Effect of alloying elements on the elastic properties of Mg from first-principles calculations

Abstract

The influence of different alloying elements on the lattice parameters and elastic properties of Mg solid solution has been studied using first-principles calculations within the generalized gradient approximation. The solute atoms employed herein are Al, Ba, Ca, Cu, Ge, K, Li, Ni, Pb, Si, Y and Zn. A supercell consisting of 35 atoms of Mg and one solute atom is used in the current calculations. A good agreement between calculated and available experimental data is obtained. Lattice parameters of Mg–X alloys are found to be dependent on the atomic radii of the solute atoms. A correlation between the bulk modulus of Mg–X alloys and the nearest-neighbor distance between Mg and X is shown.

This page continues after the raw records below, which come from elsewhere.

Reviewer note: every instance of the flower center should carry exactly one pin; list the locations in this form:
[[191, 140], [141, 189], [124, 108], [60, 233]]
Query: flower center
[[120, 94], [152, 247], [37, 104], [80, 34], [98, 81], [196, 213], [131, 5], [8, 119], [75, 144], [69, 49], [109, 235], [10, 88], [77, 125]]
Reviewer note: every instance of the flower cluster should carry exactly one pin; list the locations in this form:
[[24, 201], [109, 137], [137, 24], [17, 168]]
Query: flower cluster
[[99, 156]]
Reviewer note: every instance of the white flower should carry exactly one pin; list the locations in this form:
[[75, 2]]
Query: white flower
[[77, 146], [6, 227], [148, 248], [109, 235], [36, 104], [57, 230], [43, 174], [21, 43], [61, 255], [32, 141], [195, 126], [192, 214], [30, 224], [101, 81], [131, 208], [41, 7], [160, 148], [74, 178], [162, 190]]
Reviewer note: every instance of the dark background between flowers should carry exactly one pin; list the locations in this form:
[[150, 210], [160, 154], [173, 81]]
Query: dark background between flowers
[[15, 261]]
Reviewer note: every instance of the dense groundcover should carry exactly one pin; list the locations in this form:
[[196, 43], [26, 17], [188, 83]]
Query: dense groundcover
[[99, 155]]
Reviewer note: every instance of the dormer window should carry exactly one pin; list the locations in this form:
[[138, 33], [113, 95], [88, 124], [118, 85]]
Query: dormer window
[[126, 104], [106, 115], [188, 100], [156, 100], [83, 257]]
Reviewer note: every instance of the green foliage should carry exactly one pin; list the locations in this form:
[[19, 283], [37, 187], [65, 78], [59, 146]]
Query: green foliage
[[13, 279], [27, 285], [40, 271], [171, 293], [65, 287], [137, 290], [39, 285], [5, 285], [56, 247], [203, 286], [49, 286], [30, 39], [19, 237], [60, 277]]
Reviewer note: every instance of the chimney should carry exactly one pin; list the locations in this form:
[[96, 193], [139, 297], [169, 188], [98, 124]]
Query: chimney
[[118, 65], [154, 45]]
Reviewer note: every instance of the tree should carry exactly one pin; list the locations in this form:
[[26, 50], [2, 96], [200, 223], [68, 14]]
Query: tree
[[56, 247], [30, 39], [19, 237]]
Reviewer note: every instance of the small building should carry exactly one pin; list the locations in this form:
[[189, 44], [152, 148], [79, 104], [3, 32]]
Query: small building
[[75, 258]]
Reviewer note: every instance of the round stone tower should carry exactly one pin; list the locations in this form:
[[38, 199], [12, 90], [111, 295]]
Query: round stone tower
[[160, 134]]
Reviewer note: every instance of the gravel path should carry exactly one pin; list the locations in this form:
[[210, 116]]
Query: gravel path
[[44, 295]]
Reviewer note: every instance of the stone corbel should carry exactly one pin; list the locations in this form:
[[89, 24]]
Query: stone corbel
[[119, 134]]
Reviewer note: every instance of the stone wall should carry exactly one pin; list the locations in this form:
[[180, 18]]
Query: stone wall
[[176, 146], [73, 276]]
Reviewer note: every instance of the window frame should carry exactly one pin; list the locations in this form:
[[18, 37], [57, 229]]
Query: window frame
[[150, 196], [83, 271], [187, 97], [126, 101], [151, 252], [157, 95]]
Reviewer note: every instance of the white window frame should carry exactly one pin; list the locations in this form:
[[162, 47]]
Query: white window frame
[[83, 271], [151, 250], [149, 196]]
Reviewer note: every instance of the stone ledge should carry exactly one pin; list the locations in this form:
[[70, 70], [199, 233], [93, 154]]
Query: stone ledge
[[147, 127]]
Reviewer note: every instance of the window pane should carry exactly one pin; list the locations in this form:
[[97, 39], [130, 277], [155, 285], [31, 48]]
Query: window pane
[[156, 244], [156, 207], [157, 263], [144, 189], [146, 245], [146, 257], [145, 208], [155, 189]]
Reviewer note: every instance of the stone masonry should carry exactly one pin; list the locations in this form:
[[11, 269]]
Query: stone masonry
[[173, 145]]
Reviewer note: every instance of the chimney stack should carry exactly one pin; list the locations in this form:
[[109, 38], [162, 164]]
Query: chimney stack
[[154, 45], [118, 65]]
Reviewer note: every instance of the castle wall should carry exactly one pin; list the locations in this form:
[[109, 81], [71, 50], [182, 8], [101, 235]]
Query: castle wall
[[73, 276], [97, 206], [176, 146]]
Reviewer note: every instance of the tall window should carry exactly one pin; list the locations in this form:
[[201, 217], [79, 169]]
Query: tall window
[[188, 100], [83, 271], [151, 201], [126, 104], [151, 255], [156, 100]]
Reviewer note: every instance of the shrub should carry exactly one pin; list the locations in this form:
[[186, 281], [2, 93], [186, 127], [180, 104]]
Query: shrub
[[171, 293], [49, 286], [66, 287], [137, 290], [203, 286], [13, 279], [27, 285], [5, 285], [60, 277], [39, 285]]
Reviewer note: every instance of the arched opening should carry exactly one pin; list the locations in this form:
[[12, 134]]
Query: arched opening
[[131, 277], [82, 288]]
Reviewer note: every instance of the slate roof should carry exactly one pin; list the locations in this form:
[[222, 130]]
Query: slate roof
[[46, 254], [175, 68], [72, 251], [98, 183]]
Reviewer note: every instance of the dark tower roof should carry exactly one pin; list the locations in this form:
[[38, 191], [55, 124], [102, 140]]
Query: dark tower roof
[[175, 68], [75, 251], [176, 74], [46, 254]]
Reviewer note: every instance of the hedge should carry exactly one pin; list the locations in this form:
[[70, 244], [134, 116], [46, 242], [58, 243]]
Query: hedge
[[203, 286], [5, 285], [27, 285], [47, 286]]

Addition of solute atoms belonging to the s-block and p-block of the periodic table results in a lower bulk moduli than d-block elements. A strong dependence of the elastic modulus of Mg–X alloys on the elastic properties of the solute atoms is also observed. Using the bulk modulus/shear modulus ratio ( B/ G), the change in the ductility of Mg due to the addition of the solute atom is briefly described. Linear regression coefficients for the elastic constants of each of the alloys are obtained as a tool for predicting the trend in the elastic properties of Mg as a function of concentration of the solute atoms.